The New Third Board became a primary listing venue for thousands of start-up firms this year after the China Securities Regulatory Commission (CSRC) scrapped plans to set up a board slated for emerging industries and wanted to ease the initial public offering (IPO) approval procedure.
In August alone, about 900 firms flocked to the OTC market to earn a listing status.
Early this year, the CSRC put on hold a plan to embark on a registration-based IPO mechanism to shore up investor confidence. Worries about an influx of fresh equity could have further damaged the weak market if the new IPO system was implemented.
Instead, start-ups turned to the OTC market which has a lower threshold for companies seeking to raise funds.
Two sources close to the CSRC said that the regulator hoped to use the New Third Board as a testing ground for the registration-based IPO system, with market forces given full play to decide the worth of the companies.

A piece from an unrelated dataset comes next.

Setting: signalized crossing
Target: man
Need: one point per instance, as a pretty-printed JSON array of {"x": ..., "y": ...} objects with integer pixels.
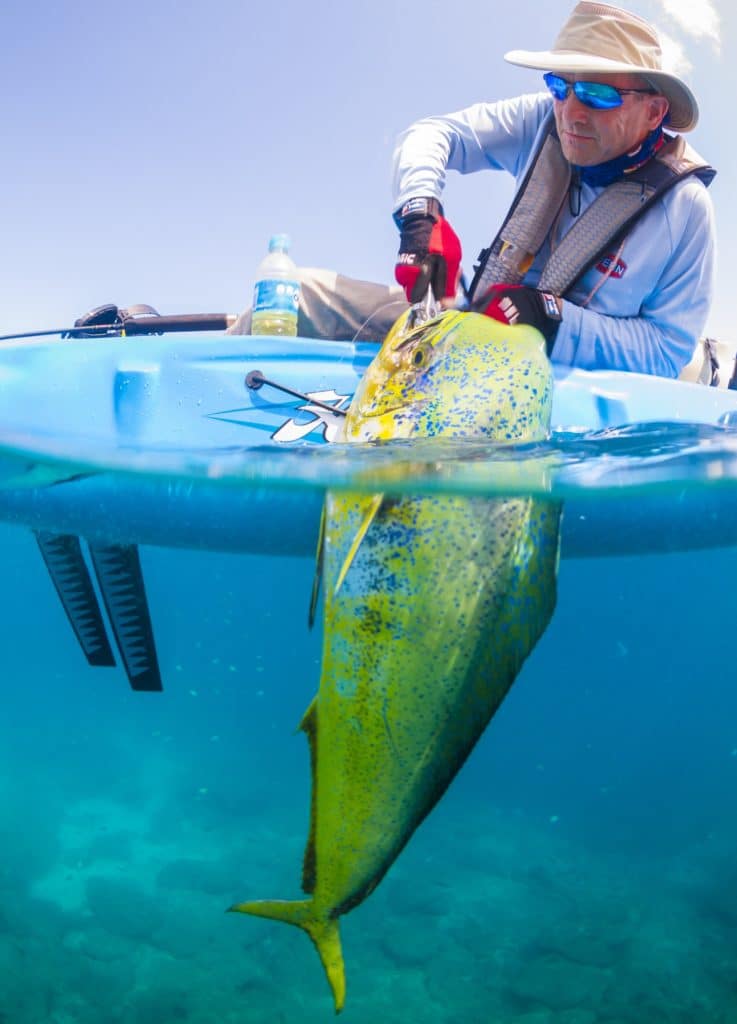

Under the registration-based system, the regulator would relinquish its responsibilities for assessing the earnings potential of listing applicants while allowing them go public as long as all the documents about company operations were published.

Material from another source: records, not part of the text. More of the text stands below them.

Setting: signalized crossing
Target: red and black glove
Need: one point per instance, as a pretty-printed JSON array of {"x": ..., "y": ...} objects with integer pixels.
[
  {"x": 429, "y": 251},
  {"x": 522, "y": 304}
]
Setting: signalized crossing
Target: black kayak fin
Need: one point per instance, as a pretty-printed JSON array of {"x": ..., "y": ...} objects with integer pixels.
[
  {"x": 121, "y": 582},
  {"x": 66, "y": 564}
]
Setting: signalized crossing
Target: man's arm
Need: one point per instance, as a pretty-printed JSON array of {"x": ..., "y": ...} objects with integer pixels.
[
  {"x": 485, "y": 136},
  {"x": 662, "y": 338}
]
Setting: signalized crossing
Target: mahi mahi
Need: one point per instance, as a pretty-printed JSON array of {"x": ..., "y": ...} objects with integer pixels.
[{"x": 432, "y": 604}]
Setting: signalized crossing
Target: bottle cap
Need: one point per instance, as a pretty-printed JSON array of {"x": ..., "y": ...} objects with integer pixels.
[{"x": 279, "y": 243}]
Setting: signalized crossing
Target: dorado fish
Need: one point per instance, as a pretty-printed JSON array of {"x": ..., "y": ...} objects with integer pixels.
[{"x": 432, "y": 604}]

Giving technology start-ups wider access to capital markets was in line with Beijing’s efforts to bolster entrepreneurial spirit as a way of combating the economic slowdown. But the stock market rout in mid-2015 prompted the securities regulator to shelve the plan to reform the IPO system.
Beijing officially launched the New Third Board in 2013, formerly an OTC market for companies delisted from the stock exchanges, to attract technology start-ups.
In May, the CSRC divided the New Third Board into two levels, allocating companies with robust financial performance or a bigger market capitalisation to the higher “innovation level.”
Those listed on the “innovation level” could technically be directly transferred to the Shanghai or Shenzhen stock exchanges.
But calls to tighten oversight on the New Third Board have been increasing amid a flood of new listings on the market. An investment banker who asked not to be identified said she found “numerous” cases of misleading information and even fraud in the balance sheets and listing application documents of clients wanting to list on the board.
Among the 22 companies that reported no sales for the first half, Dalian-based Edgesoft, a computer software developer, said it lost all its business after an outsourcing contract with Japanese clients ended. This is true of a large portion of mainland start-up firms that rely on just a single contract with a major client but still describe themselves as “high-growth” and leading technology firms in the country.
The CSRC has recently forced New Third Board-listed firms to self-examine their earnings, fundraising and taxation, but analysts said it wasn’t enough to ensure the overall health of the market.
“Concrete actions should be taken to regulate the board before it becomes a casino-style market,” said Cao Hua, a director with Tripod Capital. “Those underachieving companies with no solid businesses and intermediaries found to help report fraudulent earnings should be severely punished.”